Possible use case: Linux binaries as future-proofed, fixed-interface artefacts

Linus Torvalds is often quoted as saying "We do not break userspace" (though if you click that be warned that he expresses it in classic Linus style, i.e. by ripping into someone). As discussed above, this means that the semantics of the kernel ABI, as defined by the system-call interface, shouldn't change between versions.
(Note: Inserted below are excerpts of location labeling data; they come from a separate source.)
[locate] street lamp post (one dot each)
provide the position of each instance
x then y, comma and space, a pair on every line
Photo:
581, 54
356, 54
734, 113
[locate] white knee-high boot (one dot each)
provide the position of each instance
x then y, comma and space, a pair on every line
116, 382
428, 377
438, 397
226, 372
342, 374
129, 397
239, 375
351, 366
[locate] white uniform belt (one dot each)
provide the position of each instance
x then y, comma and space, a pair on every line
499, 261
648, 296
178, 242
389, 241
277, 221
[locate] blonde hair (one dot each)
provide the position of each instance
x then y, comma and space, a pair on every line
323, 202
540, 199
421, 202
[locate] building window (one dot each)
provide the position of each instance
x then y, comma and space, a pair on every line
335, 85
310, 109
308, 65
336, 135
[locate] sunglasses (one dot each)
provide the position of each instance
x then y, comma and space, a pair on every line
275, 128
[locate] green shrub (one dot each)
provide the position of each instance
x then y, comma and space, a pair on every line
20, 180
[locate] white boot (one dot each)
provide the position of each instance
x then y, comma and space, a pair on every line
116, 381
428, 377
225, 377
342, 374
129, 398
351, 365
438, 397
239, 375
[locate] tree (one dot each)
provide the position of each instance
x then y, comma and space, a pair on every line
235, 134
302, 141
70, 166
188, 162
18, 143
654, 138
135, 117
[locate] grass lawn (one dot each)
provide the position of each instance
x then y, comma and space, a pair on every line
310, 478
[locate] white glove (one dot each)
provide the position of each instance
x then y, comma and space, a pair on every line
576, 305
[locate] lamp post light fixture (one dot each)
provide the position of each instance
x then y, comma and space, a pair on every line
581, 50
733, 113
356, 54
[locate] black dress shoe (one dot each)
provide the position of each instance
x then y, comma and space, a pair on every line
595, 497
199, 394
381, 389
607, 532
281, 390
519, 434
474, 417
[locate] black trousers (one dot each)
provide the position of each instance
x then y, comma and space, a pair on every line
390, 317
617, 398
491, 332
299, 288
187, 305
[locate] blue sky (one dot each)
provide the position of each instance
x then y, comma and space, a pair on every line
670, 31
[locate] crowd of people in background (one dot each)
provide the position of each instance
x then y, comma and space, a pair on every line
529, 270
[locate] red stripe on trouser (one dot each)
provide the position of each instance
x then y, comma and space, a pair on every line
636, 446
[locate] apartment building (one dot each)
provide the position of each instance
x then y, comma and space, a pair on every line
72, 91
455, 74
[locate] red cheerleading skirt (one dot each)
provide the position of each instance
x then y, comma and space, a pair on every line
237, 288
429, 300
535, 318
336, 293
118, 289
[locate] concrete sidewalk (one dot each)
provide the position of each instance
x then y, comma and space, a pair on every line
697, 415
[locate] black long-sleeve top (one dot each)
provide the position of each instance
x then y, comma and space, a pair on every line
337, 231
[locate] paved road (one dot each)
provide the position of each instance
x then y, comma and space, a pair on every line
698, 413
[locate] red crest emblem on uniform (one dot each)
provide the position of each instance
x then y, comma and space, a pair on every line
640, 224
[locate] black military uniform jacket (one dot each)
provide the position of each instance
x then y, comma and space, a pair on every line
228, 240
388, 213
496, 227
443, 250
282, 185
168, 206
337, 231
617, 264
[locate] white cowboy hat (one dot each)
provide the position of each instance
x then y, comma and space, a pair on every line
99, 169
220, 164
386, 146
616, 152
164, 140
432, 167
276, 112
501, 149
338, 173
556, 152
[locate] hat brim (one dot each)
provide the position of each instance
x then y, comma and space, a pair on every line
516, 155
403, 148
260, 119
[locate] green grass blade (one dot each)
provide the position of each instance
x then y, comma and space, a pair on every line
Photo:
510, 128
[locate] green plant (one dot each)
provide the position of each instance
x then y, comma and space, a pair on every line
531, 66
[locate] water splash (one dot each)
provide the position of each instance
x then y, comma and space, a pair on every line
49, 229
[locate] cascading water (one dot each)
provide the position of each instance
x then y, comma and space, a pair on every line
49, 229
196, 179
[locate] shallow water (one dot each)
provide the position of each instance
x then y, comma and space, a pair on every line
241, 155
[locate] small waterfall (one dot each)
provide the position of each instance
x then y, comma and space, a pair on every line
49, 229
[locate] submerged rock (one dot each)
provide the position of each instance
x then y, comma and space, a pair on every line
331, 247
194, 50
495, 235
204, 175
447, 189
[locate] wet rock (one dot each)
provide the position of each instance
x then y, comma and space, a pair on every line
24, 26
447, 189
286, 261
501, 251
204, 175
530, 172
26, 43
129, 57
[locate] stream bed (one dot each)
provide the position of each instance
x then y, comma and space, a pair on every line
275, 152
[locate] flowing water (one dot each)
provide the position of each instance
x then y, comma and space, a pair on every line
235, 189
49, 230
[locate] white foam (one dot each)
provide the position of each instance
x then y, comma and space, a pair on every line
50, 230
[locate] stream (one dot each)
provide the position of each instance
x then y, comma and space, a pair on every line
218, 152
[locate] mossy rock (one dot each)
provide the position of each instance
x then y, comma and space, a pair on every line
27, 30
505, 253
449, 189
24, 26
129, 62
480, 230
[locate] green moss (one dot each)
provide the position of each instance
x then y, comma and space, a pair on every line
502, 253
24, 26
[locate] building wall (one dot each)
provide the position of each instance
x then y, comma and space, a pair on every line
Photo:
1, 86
This is an important rule for Linux, because the kernel developers do not co-ordinate kernel releases with user-level code -- even fairly low-level code such as the C library. This is in contrast with other systems, such as FreeBSD and macOS, where new kernel releases are tightly co-ordinated with associated user-space changes. However, Linux's ABI stability has other advantages beyond allowing the kernel developers not to get involved in user-space code: it makes it easy, for example, to implement alternative low-level interfaces to the kernel, as can be seen in the variety of libc implementations supporting Linux, or indeed to bypass a low-level interface and communicate directly with the kernel, as the Go programming language does when targeting Linux. And, on the other side, as discussed above, it means that alternative implementations of the Linux syscall interface do not require continuous changes as new versions of Linux are released.

There are several classes of program which are difficult to get running on macOS, relatively stable (in that they do not require continuous updates), and which benefit from tight system integration. Commercial tools provided in binary-only formats (such as those required for working with FPGAs or for designing electronic circuit boards) are one example. Another is compilers such as the GNU Compiler Collection: GCC is notoriously difficult to compile for macOS, and typically benefits from direct access to the host filesystem such that running it in a fully-fledged virtual machine is rather painful.

For these sorts of tools, the approach described above seems appropriate: the binary would ship with the Linux-specific libraries it requires, but would otherwise run as a native application, with direct access to the host's filesystem and direct ability both to run host-native binaries, and to have host-native binaries invoke the binary (for example, one could imagine a macOS-native build system which runs a Linux-native C compiler).

Possible problems

WSL2: Microsoft recently replaced WSL with WSL2. WSL2 abandons system-call emulation in favour of virtualisation: unlike the original WSL, WSL2 runs a complete Linux kernel in a virtual machine, behaving rather similarly to Docker on macOS. The stated reasons for the change are to improve filesystem performance and to provide better system-call compatibility. I should investigate whether these issues will also be a problem on macOS. It's worth nothing that Windows has significantly different filesystem semantics than Linux, and the kernel lacks efficient implementations for system calls like fork(): in other words, it may be that the NT kernel is dissimilar from Linux in ways that the macOS kernel is not.

Other work

Noah is a very similar project: it provides a hypervisor which traps Linux system calls and translates them to macOS native calls. It differs from this proposal in a couple of ways: firstly, the system-call emulation runs on the macOS side of the hypervisor, which limits the amount of optimisation that can be done before making hypercalls; more significantly, Noah downloads an entire Linux distribution and runs Linux binaries in a separate "Linux world", with relatively-little synergy with the rest of macOS, rather like a traditional virtual machine.